- Lisets Location within Bulgaria

Highest point
- Elevation: 1,500 m (4,900 ft)
- Coordinates: 42°17′24″N 22°34′16.5″E﻿ / ﻿42.29000°N 22.571250°E

Naming
- Native name: Лисец (Bulgarian)

Geography
- Location: Bulgaria

= Lisets (mountain) =

Mountain range in Bulgaria

Lisets (Лисец) is a mountain range in Kraishte region in western Bulgaria. It is part of the Milevska–Konyavska mountain chain system.

Lisets is located between the Kyustendil Valley in the east and the Kamenitsa Valley in the west. To the north, the gorge the river Sovolyanska Bistritsa separates it from the Chudinska planina and to the south, through the Vratsa saddle (995 m), it is connected to the Osogovo mountain range. It has a dome shape with a diameter of about 13–14 km. In its middle rises the highest point, the summit of Vrashnik (1,500 m). Other prominent summits include Kostobia (1,264 m), Srednia Chukar (1,210 m) and Machi baba (1,036 m). The eastern slopes facing the Kyustendil Valley and are slant, while those to the west towards the Kamenitsa Valley and to the north towards the Sovolyanska Bistritsa Valley are steep.

The mountain range is formed by crystalline schists. The climate is transitional continental with Alpine influence. Most of Lisets is drained by the Sovolyanska Bistritsa, a right tributary of the river Struma.

The predominant soils are cinnamon forest soils. Lisets is covered with deciduous forests, dominated by mixed European beech (Fagus sylvatica) and sessile oak (Quercus petraea).

In the mountain range and on its slopes are located the villages of Blatets, Dozhdevitsa, Leska and Lisets, and along its slopes are Radlovtsi, Lozno, Gorna Brestnitsa and Vratsa.

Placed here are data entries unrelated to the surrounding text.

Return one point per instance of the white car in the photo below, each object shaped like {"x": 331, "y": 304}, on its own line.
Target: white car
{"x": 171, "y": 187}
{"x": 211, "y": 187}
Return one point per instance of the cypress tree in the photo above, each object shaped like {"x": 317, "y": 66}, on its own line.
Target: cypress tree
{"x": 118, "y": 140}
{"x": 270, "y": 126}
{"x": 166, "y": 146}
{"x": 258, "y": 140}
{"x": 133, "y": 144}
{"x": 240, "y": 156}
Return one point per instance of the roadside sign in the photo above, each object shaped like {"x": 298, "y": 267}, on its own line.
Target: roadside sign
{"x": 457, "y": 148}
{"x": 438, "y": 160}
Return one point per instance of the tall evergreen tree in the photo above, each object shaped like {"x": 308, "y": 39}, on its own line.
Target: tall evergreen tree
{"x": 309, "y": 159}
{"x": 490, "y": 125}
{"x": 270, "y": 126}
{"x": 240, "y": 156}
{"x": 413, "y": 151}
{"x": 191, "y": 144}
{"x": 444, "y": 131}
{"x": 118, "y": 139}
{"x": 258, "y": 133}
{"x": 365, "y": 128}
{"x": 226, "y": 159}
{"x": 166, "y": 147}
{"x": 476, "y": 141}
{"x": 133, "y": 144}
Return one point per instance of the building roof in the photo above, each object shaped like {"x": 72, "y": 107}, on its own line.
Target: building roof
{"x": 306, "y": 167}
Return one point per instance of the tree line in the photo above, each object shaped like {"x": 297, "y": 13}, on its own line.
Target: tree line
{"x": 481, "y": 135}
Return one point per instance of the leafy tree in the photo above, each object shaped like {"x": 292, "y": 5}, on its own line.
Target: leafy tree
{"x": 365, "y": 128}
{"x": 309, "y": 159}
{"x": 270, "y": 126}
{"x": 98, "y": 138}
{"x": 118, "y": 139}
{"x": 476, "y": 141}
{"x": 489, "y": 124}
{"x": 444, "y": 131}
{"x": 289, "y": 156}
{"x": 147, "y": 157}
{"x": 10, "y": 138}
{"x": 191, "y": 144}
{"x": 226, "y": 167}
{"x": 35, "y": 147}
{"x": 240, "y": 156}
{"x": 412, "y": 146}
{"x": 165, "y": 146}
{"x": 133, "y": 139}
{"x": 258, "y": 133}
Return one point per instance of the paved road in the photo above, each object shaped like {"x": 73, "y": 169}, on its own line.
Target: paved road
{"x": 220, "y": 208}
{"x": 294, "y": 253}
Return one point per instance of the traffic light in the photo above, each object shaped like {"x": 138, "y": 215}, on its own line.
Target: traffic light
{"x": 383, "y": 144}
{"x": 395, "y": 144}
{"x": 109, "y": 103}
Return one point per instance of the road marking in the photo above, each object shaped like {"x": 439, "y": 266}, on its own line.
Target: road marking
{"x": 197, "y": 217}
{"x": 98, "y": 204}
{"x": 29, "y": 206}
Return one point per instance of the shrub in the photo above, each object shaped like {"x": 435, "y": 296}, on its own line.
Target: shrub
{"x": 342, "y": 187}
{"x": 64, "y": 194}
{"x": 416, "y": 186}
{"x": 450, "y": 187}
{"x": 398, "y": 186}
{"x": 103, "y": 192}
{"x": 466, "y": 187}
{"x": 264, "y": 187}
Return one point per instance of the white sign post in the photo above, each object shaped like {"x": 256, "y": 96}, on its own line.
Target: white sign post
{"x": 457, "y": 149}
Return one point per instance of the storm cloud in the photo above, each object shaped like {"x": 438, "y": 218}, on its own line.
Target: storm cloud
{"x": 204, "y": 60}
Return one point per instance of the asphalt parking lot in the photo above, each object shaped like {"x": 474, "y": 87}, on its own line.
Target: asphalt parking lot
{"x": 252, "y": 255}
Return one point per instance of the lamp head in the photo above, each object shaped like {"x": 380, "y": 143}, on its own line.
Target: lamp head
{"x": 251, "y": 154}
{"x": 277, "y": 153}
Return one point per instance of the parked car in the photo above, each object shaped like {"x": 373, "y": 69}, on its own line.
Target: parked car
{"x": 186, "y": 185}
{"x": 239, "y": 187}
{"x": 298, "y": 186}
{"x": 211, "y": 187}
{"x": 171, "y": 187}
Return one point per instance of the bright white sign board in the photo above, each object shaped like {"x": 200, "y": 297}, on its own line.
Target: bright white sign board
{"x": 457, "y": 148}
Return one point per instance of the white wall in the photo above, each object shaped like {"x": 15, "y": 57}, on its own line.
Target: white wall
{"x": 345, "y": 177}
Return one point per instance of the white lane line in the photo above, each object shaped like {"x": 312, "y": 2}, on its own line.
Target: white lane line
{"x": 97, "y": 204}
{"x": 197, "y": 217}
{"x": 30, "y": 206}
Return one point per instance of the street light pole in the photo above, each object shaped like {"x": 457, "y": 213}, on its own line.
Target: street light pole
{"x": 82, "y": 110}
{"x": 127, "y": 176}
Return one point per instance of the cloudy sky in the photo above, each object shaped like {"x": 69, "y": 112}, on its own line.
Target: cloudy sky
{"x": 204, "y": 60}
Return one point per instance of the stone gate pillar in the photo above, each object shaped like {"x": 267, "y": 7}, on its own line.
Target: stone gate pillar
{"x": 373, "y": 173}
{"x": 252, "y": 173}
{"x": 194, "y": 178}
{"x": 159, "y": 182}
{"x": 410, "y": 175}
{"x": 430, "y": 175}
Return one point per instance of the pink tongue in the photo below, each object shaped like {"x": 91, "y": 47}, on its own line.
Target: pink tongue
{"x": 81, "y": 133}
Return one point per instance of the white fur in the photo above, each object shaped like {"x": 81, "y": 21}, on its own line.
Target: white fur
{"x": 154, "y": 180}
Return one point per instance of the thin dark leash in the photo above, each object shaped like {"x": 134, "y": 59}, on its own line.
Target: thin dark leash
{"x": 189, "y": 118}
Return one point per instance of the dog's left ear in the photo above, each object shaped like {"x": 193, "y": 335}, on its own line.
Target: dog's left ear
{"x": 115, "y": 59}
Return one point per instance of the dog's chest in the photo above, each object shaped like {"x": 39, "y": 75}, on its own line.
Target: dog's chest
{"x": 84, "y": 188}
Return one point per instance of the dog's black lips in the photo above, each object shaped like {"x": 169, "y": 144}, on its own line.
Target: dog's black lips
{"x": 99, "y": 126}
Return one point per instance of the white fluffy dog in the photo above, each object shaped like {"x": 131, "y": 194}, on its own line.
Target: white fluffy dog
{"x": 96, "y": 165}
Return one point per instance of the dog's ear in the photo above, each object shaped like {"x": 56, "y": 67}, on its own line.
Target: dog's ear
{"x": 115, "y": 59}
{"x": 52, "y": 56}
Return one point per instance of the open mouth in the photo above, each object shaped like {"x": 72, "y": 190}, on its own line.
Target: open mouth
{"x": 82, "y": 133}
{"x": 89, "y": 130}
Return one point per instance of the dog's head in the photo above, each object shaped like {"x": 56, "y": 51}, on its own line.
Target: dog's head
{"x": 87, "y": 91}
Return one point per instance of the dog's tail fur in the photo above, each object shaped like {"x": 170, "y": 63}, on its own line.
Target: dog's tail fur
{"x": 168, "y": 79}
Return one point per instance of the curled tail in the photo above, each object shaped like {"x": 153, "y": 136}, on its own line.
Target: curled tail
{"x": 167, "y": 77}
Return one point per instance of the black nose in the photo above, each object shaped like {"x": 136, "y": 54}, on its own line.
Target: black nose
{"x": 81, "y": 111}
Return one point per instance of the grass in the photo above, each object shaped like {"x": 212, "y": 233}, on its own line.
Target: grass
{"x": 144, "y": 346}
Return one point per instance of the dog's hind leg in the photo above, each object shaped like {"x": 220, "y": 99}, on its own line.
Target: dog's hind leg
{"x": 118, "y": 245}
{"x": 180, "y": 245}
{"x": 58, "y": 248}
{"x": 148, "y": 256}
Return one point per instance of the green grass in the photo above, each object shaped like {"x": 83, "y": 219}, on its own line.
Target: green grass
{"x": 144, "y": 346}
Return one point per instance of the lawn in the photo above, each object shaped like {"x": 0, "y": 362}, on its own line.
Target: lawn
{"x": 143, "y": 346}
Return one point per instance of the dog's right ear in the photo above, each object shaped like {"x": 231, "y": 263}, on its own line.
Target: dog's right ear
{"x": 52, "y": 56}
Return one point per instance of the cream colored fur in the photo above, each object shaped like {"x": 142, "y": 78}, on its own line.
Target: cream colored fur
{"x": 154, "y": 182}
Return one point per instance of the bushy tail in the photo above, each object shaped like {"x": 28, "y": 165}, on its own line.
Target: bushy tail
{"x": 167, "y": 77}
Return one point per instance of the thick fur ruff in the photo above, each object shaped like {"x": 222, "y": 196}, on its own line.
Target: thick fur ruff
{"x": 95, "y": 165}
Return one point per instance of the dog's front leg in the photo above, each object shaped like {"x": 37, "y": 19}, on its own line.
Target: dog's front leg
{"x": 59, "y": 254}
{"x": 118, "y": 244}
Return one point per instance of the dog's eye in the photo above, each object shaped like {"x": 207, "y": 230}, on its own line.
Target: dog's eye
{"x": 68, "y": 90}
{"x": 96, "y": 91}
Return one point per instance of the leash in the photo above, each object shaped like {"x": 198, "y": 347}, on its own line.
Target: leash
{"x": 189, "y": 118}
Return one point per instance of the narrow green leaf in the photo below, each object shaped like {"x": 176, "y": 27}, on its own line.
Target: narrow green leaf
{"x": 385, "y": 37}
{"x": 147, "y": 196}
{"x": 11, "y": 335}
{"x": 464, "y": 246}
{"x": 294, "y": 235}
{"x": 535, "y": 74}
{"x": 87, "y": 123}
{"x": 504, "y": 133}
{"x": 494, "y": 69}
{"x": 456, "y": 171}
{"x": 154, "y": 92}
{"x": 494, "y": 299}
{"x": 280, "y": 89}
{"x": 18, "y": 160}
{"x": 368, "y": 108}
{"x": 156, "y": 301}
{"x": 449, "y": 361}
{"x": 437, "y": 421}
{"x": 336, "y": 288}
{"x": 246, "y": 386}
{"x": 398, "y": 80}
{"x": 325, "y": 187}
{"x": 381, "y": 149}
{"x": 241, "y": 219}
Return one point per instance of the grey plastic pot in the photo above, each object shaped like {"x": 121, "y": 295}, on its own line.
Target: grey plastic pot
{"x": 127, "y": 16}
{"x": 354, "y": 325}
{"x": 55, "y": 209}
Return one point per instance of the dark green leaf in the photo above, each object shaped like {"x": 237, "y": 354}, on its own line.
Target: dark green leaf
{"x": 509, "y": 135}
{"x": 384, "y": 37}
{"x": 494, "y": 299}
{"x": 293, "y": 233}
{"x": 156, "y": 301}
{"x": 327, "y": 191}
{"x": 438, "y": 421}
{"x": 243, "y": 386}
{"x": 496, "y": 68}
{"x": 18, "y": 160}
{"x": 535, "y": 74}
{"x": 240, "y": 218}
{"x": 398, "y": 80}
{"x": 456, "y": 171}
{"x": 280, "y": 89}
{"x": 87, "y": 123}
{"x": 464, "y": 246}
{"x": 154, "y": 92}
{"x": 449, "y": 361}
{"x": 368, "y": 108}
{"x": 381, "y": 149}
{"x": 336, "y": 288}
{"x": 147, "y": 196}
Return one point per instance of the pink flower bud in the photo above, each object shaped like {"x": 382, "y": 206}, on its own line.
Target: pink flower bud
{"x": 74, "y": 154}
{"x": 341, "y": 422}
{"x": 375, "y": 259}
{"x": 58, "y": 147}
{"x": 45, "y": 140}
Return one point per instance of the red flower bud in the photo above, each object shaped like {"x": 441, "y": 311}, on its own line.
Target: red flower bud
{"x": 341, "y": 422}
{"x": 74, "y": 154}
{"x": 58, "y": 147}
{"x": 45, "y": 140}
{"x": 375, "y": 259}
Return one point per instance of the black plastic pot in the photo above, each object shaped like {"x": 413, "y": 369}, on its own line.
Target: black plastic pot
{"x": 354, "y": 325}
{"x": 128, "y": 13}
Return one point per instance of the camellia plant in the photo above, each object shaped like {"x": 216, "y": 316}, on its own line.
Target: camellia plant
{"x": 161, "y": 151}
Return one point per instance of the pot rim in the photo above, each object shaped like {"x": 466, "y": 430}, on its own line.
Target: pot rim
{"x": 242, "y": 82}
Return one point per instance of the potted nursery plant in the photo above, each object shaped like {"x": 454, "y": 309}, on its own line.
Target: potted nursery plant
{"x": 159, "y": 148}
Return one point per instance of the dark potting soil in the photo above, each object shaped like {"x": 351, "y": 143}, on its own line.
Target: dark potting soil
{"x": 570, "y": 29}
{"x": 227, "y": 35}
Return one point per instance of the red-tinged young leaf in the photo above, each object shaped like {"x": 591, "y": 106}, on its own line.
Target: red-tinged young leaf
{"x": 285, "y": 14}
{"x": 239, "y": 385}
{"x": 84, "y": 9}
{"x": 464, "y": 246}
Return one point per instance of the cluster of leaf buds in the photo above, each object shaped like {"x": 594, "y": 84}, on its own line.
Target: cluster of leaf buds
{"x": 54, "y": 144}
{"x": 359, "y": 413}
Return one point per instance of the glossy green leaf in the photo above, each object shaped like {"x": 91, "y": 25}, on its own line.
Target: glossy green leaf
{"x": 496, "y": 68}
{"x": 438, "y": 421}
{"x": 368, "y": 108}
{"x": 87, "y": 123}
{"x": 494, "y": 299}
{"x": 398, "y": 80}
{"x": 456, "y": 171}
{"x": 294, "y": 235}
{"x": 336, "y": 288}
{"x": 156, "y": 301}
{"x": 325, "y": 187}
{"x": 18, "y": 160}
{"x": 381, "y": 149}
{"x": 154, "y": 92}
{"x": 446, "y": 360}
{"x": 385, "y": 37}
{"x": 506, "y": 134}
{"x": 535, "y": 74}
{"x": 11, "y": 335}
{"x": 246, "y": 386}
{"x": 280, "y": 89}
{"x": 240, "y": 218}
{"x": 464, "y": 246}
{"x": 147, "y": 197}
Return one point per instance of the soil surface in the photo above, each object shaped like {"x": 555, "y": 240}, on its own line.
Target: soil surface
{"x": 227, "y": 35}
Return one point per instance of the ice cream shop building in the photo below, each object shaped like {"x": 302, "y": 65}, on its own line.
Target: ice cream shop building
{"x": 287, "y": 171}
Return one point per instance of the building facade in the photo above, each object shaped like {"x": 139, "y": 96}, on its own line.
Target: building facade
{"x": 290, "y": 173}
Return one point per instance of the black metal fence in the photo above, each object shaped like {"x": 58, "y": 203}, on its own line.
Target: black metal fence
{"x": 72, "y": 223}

In direction west–east along the Vratsa Pass on the southern foothills of Lisets passes a 3.2 km section of the first class I-6 road Gyueshevo–Sofia–Karlovo–Burgas. Along the gorge of the Sovolyanska Bistritsa on its northeastern, northern and northwestern slopes between Sovolyano and Dolno Selo passes a section of railway line No. 6 Sofia–Pernik–Kyustendil–Gyueshevo served by the Bulgarian State Railways.